Manon Bombardier, CRTC’s Chief Compliance and Enforcement Officer, emphasised Porter’s collaboration:
“We appreciate that Porter Airlines took corrective action once it became aware of our investigation. The company has voluntarily entered into an undertaking and committed to comply with Canada’s Anti-Spam Law.”
Even though Porter seemed to be acting in good faith, they still agreed to comply and pay without contesting the decision. Moreover, the airline publicly admitted its fault and explained that it was mainly related to a change of technology for the sendout of some of its emails.
This penalty against Porter Airlines demonstrates how high the chances are of paying a fine, even if you are acting in good faith and believe you are compliant.

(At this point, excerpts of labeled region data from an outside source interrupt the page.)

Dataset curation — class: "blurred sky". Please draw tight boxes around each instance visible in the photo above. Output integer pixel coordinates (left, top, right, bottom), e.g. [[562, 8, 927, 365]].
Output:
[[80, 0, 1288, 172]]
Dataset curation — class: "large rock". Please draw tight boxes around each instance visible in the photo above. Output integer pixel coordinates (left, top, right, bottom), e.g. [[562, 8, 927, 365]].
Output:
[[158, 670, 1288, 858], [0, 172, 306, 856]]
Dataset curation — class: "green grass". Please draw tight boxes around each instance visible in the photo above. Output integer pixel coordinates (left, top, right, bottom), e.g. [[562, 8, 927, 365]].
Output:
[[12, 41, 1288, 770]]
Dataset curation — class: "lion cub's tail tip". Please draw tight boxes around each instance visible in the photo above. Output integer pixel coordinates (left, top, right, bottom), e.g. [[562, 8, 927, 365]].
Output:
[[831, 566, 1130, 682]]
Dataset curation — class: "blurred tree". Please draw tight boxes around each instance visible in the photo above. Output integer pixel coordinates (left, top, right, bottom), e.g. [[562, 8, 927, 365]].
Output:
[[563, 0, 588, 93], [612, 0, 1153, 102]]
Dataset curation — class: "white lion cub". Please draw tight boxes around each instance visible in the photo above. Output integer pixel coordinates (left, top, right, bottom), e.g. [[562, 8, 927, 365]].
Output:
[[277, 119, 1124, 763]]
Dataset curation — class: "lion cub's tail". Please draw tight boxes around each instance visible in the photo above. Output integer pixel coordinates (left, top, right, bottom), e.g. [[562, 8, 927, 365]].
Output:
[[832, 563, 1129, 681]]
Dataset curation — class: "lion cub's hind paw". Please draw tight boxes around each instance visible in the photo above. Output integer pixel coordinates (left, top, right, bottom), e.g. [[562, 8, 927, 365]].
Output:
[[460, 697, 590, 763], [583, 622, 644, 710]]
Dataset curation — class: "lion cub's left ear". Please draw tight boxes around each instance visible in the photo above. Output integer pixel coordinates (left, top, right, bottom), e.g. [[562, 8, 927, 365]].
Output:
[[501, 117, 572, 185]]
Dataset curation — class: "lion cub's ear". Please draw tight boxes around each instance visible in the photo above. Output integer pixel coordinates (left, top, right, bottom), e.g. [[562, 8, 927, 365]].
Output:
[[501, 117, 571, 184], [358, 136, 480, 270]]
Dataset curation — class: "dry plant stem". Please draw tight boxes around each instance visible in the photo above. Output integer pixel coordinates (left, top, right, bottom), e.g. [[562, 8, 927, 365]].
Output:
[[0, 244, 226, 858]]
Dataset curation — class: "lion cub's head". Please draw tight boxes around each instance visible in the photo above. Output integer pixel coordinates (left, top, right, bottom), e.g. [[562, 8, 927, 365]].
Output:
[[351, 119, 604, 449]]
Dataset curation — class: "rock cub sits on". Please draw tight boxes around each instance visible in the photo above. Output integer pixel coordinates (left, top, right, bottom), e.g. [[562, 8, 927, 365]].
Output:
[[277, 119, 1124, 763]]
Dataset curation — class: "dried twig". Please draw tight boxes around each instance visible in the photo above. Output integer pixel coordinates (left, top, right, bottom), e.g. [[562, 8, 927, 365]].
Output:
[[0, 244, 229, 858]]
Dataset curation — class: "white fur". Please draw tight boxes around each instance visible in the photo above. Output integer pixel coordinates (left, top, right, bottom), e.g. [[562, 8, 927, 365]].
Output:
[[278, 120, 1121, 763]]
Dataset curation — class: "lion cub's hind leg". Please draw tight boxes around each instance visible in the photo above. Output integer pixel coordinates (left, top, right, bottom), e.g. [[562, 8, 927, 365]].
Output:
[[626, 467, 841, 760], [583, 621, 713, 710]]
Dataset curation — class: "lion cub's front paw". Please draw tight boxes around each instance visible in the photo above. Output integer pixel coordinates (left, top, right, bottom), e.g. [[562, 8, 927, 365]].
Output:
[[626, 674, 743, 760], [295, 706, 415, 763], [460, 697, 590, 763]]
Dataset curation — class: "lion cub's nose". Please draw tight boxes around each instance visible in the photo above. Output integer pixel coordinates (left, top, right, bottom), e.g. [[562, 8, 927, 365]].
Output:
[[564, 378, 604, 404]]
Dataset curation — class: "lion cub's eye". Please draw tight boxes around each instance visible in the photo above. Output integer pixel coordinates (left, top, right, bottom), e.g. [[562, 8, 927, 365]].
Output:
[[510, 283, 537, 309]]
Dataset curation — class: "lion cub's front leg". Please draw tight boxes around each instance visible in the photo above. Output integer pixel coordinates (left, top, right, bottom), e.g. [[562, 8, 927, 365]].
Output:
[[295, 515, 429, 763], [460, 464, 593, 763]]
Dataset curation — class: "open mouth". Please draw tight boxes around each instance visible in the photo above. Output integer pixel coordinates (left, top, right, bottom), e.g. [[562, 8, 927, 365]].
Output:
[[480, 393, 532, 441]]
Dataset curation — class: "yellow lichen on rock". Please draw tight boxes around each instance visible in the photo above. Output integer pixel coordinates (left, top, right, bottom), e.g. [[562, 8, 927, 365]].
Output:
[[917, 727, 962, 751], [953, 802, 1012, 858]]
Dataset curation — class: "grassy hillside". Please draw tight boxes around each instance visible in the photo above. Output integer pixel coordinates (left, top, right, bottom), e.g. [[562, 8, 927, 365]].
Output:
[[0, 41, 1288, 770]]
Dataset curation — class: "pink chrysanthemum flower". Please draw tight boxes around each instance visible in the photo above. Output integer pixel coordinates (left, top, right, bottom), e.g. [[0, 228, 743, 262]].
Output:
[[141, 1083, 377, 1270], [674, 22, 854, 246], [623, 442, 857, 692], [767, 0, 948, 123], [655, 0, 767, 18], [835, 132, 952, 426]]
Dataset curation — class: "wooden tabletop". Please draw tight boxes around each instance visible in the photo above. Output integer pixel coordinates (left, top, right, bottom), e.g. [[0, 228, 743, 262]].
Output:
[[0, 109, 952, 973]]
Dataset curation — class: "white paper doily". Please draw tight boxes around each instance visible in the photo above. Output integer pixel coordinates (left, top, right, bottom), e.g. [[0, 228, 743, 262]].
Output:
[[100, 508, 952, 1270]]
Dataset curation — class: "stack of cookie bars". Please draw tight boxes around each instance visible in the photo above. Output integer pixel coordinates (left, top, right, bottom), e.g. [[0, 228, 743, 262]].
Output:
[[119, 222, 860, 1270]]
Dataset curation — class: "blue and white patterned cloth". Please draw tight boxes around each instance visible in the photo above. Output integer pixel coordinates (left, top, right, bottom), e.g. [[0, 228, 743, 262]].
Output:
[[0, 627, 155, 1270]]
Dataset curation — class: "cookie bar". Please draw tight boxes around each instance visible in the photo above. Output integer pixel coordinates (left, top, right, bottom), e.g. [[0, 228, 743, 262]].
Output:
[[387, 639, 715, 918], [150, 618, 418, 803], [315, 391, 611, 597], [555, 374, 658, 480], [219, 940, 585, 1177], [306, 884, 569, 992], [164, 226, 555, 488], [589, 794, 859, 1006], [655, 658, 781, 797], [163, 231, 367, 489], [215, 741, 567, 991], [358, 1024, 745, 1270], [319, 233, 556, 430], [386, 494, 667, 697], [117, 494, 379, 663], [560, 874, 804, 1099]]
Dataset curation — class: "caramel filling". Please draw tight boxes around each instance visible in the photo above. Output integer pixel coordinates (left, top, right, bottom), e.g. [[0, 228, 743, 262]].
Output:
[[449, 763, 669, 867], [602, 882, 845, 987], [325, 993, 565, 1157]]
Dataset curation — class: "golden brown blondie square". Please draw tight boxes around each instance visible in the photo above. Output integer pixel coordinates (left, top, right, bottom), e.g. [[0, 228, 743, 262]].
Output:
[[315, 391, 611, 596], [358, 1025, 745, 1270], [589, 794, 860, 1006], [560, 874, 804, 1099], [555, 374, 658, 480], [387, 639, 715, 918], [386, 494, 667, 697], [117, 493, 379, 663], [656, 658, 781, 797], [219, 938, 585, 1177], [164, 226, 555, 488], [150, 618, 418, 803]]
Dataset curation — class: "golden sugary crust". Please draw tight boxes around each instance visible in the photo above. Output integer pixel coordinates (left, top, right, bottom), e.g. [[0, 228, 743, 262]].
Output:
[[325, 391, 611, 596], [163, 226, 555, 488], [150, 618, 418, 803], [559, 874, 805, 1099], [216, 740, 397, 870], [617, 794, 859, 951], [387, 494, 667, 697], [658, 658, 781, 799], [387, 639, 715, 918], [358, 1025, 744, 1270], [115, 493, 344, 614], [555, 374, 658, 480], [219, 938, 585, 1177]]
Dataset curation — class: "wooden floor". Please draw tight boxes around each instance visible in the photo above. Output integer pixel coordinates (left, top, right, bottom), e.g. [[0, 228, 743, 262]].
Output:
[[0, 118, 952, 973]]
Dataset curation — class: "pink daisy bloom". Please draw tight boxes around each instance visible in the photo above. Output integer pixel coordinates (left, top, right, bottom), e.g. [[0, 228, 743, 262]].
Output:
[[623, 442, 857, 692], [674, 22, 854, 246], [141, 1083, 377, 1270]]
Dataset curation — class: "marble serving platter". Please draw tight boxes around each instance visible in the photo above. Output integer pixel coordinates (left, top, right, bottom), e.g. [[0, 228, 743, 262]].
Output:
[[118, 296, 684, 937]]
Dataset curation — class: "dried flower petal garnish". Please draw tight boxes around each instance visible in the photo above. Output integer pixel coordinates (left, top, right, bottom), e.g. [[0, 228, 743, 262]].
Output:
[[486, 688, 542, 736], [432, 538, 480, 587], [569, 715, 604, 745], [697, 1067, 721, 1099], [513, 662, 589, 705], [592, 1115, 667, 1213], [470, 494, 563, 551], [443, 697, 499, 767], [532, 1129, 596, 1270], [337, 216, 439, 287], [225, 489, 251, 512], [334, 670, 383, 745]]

CRTC spokesperson Manon Bombardier was very clear about the risks:
“Some businesses are under the mistaken impression that they are compliant with the law by relying on general business practices or policies as proof of consent for the majority of the electronic addresses to which they send their commercial emails. This is simply not the case.”
The CRTC identified many issues in Porter’s case but noted that it wasn’t at fault in all their sendouts. Only a limited number of emails were problematic. The issues were:
- General lack of information on how to stop receiving commercial messages
- Unclear unsubscribe mechanisms
- Lack of proper contact information
- Unsubscribe requests not fulfilled within the 10-day grace period
- Inability to provide proof of consent
The CRTC news release didn’t mention if these problems were limited to general emails, newsletter, transactional email of emails sent by individuals to Porter customers.
All in all, if Porter Airlines had followed the CRTC’s recommendations, when CASL came into effect, by conducting an audit of its procedures and implementing a clear compliance policy for its employees, it could have demonstrated due diligence, and avoided this hefty fine, despite the problems caused by its change of systems.
Regarding your own business, the time to act is now. At the very minimum, perform an audit. Followed by the implementation a compliance program that covers CASL’s 100+ rules and regulations.